Based on the above, how to realize the credit evaluation of small micro enterprises facing the enterprise family is a technical problem to be solved.
Disclosure of Invention
Aiming at the defects, the technical task of the invention is to provide a method and a system for constructing a small micro-enterprise credit evaluation model oriented to enterprise families, so as to solve the problem of how to realize the small micro-enterprise credit evaluation oriented to the enterprise families.

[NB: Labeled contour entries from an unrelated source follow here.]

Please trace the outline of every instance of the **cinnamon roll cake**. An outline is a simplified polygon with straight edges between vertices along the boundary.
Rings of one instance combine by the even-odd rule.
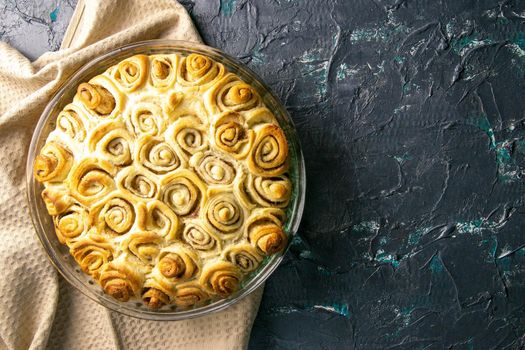
[[[136,55],[78,86],[34,163],[58,240],[105,293],[226,298],[287,245],[285,134],[207,56]]]

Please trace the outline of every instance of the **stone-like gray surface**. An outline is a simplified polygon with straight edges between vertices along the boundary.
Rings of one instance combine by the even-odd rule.
[[[2,39],[31,57],[74,5],[38,3],[2,5]],[[525,3],[182,3],[275,89],[306,158],[250,348],[523,348]]]

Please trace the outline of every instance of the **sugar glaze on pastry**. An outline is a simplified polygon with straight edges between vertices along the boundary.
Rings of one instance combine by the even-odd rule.
[[[34,163],[59,241],[105,293],[188,308],[287,245],[288,143],[207,56],[136,55],[78,86]]]

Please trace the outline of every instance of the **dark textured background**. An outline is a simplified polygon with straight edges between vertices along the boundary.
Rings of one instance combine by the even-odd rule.
[[[75,2],[0,0],[0,37],[55,50]],[[250,348],[523,348],[525,1],[182,3],[304,149],[303,223]]]

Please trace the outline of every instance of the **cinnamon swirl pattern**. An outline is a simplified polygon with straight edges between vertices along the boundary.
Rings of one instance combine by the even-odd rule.
[[[207,56],[156,54],[78,86],[34,177],[58,240],[105,293],[187,309],[286,248],[288,167],[254,87]]]

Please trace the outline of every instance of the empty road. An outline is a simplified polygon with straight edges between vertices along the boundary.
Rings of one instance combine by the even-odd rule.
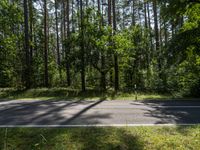
[[[0,127],[200,124],[200,101],[1,101]]]

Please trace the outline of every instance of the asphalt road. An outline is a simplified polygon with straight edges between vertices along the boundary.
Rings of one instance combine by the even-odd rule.
[[[1,101],[0,127],[200,124],[200,101]]]

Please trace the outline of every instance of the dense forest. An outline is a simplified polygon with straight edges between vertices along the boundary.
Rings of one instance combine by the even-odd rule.
[[[1,0],[0,87],[200,96],[199,0]]]

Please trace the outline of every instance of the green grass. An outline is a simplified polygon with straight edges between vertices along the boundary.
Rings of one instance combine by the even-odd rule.
[[[198,150],[200,126],[124,128],[5,128],[7,150]]]
[[[169,100],[182,99],[170,94],[138,93],[137,100]],[[39,100],[135,100],[134,92],[118,92],[112,90],[100,92],[97,90],[87,90],[81,92],[76,89],[67,88],[40,88],[30,90],[17,90],[12,88],[0,89],[0,100],[10,99],[39,99]]]

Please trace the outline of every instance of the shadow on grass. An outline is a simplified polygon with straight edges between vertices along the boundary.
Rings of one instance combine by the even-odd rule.
[[[3,129],[1,129],[1,137]],[[4,140],[3,140],[4,141]],[[3,143],[1,143],[2,145]],[[122,128],[8,129],[8,149],[141,150],[139,137]],[[1,147],[2,148],[2,147]]]

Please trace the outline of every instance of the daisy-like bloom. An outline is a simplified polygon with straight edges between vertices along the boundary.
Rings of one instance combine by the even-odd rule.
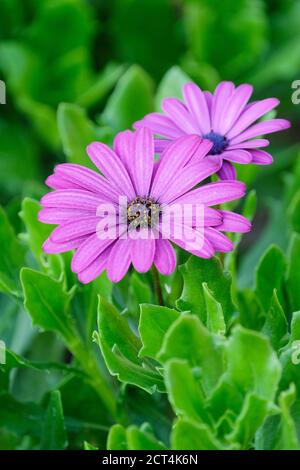
[[[76,250],[71,267],[82,283],[105,269],[118,282],[131,263],[141,273],[154,263],[161,274],[171,274],[176,267],[173,243],[204,258],[230,251],[232,242],[222,232],[247,232],[250,223],[210,206],[242,197],[245,185],[219,181],[198,186],[220,168],[218,157],[205,158],[210,147],[197,136],[183,137],[155,163],[149,129],[118,134],[114,150],[100,142],[90,144],[87,153],[101,174],[66,163],[57,165],[46,181],[54,191],[41,199],[39,220],[58,227],[44,251]],[[198,207],[203,209],[200,218],[193,210],[183,218],[169,216],[173,229],[183,229],[180,236],[168,230],[166,208],[184,212]],[[104,226],[107,220],[109,226]]]
[[[253,87],[232,82],[221,82],[211,94],[195,83],[183,86],[183,102],[166,98],[162,102],[164,114],[150,113],[134,128],[148,127],[159,138],[156,152],[160,153],[170,141],[183,135],[195,134],[212,142],[211,155],[220,155],[223,165],[218,172],[221,179],[235,179],[233,163],[268,165],[272,156],[261,150],[269,145],[257,138],[290,127],[285,119],[269,119],[255,123],[279,104],[276,98],[248,103]]]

In a first aspect, the present invention provides a method for constructing a small micro-enterprise credit assessment model facing to an enterprise family, including the following steps:
acquiring sample data, wherein the sample data comprises a plurality of characteristic indexes and a plurality of credit data, the plurality of characteristic indexes are credit assessment attributes extracted based on the portrait characteristics of the small enterprise, and the plurality of credit data are from a sum credit and an internet platform of an operator;
dividing the sample data into a training set and an evaluation set;
constructing an evaluation model by a random forest method, wherein the evaluation model consists of a business owner credit evaluation sub-model and an enterprise behavior credit evaluation sub-model, and sets an influence weight, and takes the weighted sum of the business owner credit evaluation sub-model and the enterprise behavior credit evaluation sub-model credit as evaluation output of the evaluation model;
training the evaluation model by using a training set as input through a ten-fold cross-validation algorithm and a parameter grid optimization algorithm, and restraining the ten-fold cross-validation algorithm and the parameter grid optimization algorithm by adopting a regularization method;
and taking the evaluation set as input, and performing parameter fine adjustment on the initial evaluation model by a grid search method to obtain a final evaluation model.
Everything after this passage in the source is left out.